Monumento a la Madre, Pérez Zeledón.

Carlos L Monge B
prensa@perezzeledon.net

E
l Monumento a la Madre, célebre por su valor simbólico y por la inmortalidad de las manos que lo esculpieron, comienza a retomar vida con los trabajos de restauración ordenados por la Municipalidad de Pérez Zeledón.

Estado en que se encontraba, después de los diversos daños causados por las personas y el medio ambiente.

Estado en que se encontraba, después de los diversos daños causados por las personas y el medio ambiente.

Poco imaginaba el gamberro que lo dañó, en el recién pasado mes de diciembre de 2014, que estaba haciendo una detonación de advertencia para que el Gobierno local tomara iniciativas terminantes e inmediatas para recuperar una obra de arte invaluable que estaba condenada a la desaparición.

La había invadido un hongo, por estar a la sombra de un árbol y en el abandono. Y a partir de ahora, que se tiene más conciencia de las dimensiones del monumento, es preciso que se le proteja y se le dé mantenimiento (lavándola con jabón y agua a presión) para que se preserve durante muchos otros años, aconseja Rainier Mora Marín, el escultor que trabajando en la restauración.
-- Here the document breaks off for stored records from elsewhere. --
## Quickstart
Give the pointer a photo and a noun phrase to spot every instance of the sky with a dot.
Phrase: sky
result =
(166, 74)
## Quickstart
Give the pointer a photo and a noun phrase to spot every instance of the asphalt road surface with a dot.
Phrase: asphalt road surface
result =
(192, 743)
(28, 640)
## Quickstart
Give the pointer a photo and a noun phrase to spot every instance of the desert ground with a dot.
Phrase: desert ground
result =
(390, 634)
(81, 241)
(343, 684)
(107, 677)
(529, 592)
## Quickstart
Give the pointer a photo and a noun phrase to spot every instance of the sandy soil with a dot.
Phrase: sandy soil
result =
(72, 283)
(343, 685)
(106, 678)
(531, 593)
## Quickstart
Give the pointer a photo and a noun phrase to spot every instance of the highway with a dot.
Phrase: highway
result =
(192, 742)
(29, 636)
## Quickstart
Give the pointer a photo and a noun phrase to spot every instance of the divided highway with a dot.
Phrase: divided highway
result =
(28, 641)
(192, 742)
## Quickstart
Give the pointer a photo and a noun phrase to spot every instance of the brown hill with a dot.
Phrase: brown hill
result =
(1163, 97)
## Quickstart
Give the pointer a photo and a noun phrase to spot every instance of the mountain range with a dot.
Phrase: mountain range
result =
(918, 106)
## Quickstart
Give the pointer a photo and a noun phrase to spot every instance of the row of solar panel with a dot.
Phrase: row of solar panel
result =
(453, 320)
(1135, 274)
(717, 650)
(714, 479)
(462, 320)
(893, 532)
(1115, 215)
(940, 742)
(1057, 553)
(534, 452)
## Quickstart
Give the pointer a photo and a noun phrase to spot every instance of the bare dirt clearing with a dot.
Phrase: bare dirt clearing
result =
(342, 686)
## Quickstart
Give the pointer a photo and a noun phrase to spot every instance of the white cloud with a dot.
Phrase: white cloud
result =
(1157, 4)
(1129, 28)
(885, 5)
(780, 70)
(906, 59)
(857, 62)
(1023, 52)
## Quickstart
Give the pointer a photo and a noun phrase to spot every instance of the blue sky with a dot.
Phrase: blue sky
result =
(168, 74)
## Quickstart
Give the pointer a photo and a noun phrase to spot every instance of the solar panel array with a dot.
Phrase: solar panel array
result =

Y es preciso que se preserve –advierte el escultor- no sólo porque es una obra del maestro Manuel Zeledón Rodríguez o porque es la única de las cerca de dos mil obras de Zeledón que está expuesta al público (las otras están en parroquias, catedrales y residencias de gente muy adinerada), sino también por su valor simbólico.
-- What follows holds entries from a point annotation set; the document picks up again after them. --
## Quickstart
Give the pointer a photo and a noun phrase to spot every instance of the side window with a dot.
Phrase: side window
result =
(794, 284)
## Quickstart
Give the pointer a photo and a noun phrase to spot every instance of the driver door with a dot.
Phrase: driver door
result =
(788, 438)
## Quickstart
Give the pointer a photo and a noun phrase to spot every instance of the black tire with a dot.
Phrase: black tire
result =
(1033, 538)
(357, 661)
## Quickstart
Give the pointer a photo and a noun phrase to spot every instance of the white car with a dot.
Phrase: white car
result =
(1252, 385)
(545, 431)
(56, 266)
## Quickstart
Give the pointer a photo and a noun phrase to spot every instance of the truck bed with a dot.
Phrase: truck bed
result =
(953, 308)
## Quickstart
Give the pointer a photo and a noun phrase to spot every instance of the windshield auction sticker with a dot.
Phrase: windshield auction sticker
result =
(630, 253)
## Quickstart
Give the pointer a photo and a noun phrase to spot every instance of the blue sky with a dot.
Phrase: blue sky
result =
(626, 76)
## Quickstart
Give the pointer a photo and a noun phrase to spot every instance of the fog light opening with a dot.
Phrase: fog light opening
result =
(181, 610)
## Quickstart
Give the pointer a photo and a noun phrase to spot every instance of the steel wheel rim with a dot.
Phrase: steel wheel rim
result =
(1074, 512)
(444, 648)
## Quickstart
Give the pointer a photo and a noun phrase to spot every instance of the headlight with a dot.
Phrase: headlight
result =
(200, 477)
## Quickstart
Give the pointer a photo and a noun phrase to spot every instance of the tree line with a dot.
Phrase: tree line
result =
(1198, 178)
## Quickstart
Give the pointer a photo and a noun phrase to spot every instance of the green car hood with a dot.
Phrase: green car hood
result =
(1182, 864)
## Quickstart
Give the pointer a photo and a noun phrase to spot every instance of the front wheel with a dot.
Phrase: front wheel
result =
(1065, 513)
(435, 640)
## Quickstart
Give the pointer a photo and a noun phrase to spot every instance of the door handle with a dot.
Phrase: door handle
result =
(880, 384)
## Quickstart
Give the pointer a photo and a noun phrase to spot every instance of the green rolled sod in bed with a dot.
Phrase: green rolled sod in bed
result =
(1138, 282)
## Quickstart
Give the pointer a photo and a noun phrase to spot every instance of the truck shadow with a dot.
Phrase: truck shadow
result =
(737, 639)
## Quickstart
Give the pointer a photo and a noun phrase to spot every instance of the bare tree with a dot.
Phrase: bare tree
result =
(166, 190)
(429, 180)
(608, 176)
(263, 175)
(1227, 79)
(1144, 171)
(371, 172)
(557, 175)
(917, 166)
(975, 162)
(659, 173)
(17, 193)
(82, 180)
El escultor resalta el valor del monumento, esculpido por Zeledón en 1964.

El escultor resalta el valor del monumento, esculpido por Zeledón en 1964.

También porque es el único monumento que rinde tributo a la madre, en Costa Rica; porque rinde tributo a quienes tuvieron la inspiración e hicieron el esfuerzo económico de rendir tributo a la madre; porque es un instrumento de identificación de las nuevas generaciones con quienes tuvieron la inspiración de adquirir la obra; y porque es un mensaje para que se entienda que ser madre –así se trate de una madre soltera y empobrecida- nunca, nunca, deberá concebirse como un pecado, porque de la condición de ser madre nace el don de la vida, recalca Mora.

Este escultor de El Carmen de Guadalupe destaca el valor que tiene el monumento por la trascendencia del hombre que la esculpió. Don Manuel Zúñiga –además de su amplio legado escultórico- tuvo entre sus discípulos a Juan Rafael Chacón, Ólger Villegas, Juan Manuel Sánchez (El Indio), Néstor Zeledón (premio nacional de cultura) y su propio hijo, “Paco” Zeledón, considerado como el mayor exponente de la escultura latinoamericana.

Diversas obras del escultor que está restaurando el Monumento a la Madre están en Europa.

Escultura de Rainier Mora. Diversas obras del escultor que está restaurando el Monumento a la Madre están en Europa.

Mora recomendó que tras la restauración de esta “verdadera joya de la plástica costarricense”, se le ubique sobre un pedestal, no solo para mantenerla fuera del alcance de los traviesos, sino para apreciarla en sus correctas dimensiones. Es todo un monumento. Si la madre estuviera de pie, mediría quizás unos dos metros con veinte centímetros. Y la cabeza, por ejemplo, parece más grande si se le observa desde una perspectiva horizontal.

A la obra se le están reparando los daños que sufrió en la cabeza, restituyendo partes que había perdido (un dedito de un pie del bebé, pequeñas partes de otros dedos del niño y de la mujer), y puliendo, todo con la clara intención de mantener el acabado original de la obra, por ese respeto y esa admiración que profesa hacia el maestro Zeledón este escultor de Guadalupe.